The Ocean Alliance will own 41.43% market capacity on the Transpacific trade lane, and 34.86% in Asia-Europe, allowing for considerable strength across both major trade lanes.
“THE” Alliance: Hapag-Lloyd, KLINE, MOL, NYK, Yang Ming
THE is another alliance marked by the industry’s recent moves towards greater consolidation. Hapag-Lloyd is looking to finalize talks to bring its merger with UASC to completion, while the three Japanese carriers in the alliance announced their intentions to merge, creating the sixth largest container operator in the world. THE will represent roughly 16% of global container capacity.
THE Alliance will have 28.68% market capacity on the Transpacific trade lane and 23.41% in Asia-Europe.
All Ocean Alliances: East-West Trade Lane Capacity Breakdown
Not every alliance covers every major trade route. For example, note that 2M is largely entirely absent from the Indian subcontinent.
These alliances are pragmatic arrangements, which means that their compositions change every few years.

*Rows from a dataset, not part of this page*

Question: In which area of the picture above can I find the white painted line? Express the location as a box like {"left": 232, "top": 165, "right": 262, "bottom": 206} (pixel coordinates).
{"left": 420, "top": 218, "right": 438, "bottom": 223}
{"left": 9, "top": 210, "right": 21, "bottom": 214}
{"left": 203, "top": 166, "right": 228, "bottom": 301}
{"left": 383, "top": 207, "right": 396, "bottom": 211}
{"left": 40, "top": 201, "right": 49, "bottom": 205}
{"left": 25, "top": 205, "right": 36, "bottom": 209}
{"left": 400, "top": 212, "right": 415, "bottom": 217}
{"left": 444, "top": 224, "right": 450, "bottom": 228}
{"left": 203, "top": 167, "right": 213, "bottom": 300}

2016 has been a particularly tumultuous year marked by historically low ocean freight rates, major shifts in the alliance landscape, and rapid industry consolidation exacerbated by the recent Hanjin collapse. CMA CGM purchased APL, Hapag-Lloyd and UASC will merge, and the three Japanese carriers (KLINE, MOL, and NYK) have agreed to form a joint venture. The assembly of both the Ocean and THE alliances were in part, at least, to challenge the dominance of the longstanding 2M alliance (particularly now that they will incorporate HMM in some capacity to boost their Transpacific market share). The events of 2016 serve as a testament to how quickly the landscape in this industry can shift and how even these newly constructed alliances are always subject to potential change.